A new tool, shell-mcp, has been introduced to facilitate scoped, allowlisted shell access for Claude Desktop and other Model Context Protocol (MCP) clients. Developed in Rust, shell-mcp provides two primary functionalities, shell_exec and shell_describe, utilizing a layered safety model that grants read access by default while allowing users to opt into write access on a per-directory basis.

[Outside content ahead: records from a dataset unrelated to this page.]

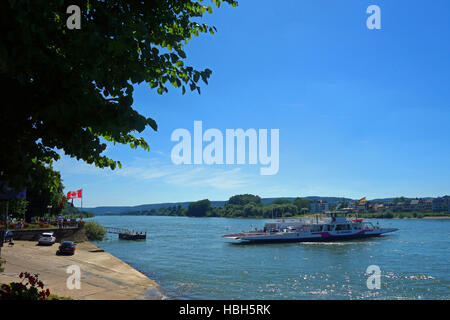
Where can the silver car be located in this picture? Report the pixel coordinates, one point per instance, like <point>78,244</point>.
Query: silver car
<point>47,238</point>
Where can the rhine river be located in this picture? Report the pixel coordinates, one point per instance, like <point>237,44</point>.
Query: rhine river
<point>190,260</point>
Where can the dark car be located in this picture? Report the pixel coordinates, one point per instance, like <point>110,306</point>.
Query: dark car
<point>67,247</point>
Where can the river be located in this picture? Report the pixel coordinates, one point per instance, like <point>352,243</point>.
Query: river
<point>191,260</point>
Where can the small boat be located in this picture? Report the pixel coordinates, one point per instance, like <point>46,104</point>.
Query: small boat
<point>311,230</point>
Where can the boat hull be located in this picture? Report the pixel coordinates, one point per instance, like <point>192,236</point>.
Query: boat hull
<point>309,237</point>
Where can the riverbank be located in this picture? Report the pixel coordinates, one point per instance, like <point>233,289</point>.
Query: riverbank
<point>103,276</point>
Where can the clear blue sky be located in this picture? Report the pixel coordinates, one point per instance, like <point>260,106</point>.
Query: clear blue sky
<point>360,112</point>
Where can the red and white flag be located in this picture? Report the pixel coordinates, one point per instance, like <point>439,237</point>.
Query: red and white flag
<point>74,194</point>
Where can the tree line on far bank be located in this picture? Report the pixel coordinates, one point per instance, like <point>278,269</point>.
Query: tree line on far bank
<point>238,206</point>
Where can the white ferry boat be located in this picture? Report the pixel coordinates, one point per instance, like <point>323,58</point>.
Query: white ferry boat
<point>311,230</point>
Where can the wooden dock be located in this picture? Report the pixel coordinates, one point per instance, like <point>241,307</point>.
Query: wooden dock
<point>126,234</point>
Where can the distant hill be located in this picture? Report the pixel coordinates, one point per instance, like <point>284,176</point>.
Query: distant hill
<point>115,210</point>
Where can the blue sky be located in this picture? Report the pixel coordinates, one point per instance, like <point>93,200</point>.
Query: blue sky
<point>360,112</point>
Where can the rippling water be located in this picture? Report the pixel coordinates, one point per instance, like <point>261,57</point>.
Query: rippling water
<point>188,257</point>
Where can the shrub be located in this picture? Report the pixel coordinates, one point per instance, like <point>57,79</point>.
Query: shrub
<point>30,288</point>
<point>94,231</point>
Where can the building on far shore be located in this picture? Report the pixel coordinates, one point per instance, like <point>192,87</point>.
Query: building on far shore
<point>318,206</point>
<point>439,204</point>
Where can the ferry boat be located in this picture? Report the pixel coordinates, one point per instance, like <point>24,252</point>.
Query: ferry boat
<point>311,230</point>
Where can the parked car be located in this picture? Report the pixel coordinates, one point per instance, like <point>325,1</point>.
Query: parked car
<point>47,238</point>
<point>8,236</point>
<point>67,247</point>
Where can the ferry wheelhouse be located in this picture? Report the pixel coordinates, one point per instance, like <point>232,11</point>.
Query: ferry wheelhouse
<point>311,230</point>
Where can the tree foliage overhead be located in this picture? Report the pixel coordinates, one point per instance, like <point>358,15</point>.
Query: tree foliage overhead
<point>66,89</point>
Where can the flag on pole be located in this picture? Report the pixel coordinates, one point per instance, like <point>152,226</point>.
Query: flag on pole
<point>62,201</point>
<point>75,194</point>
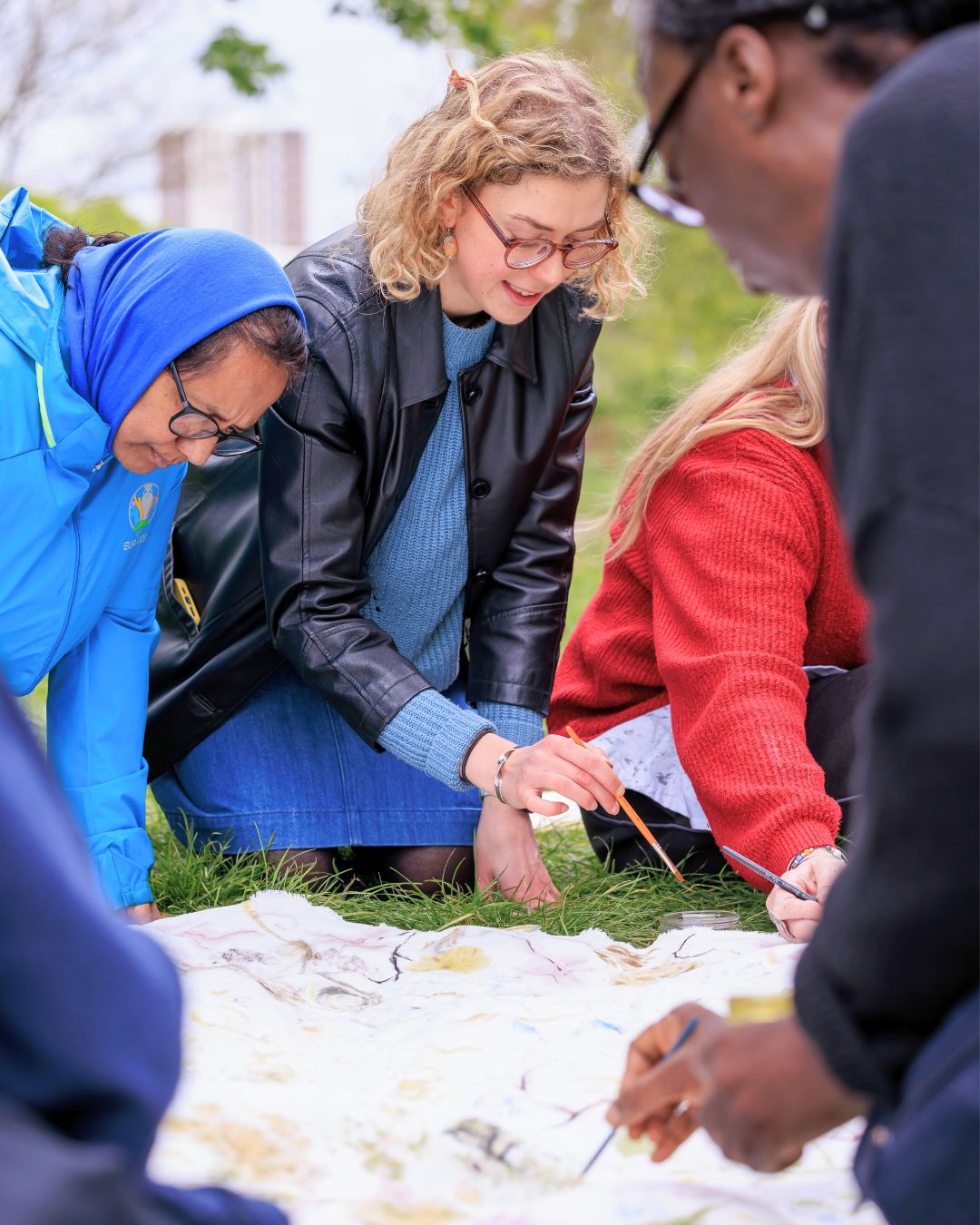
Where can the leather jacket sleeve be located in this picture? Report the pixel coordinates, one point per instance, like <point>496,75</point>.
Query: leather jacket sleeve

This approach strikes a balance between the risks of unsecured shell access and the cumbersome requirement of pre-defining every command, offering a curated, platform-aware read-only allowlist that includes essential commands like `ls` and `git status`. This tool is significant for the AI/ML community as it enhances the security and usability of interactions with machine learning models in local environments. By enforcing strict rules, such as rejecting shell metacharacters and utilizing an extensive denylist for risky commands, shell-mcp minimizes the likelihood of unintended consequences during model execution. Configuration is made user-friendly through `.shell-mcp.toml` files that can be tailored per project, allowing developers to maintain safe environments while still leveraging the powerful capabilities of AI-driven tools. The initial release is accompanied by a stable schema for the MCP wire shape and TOML, paving the way for future enhancements, including pipeline support and more fine-grained environmental controls.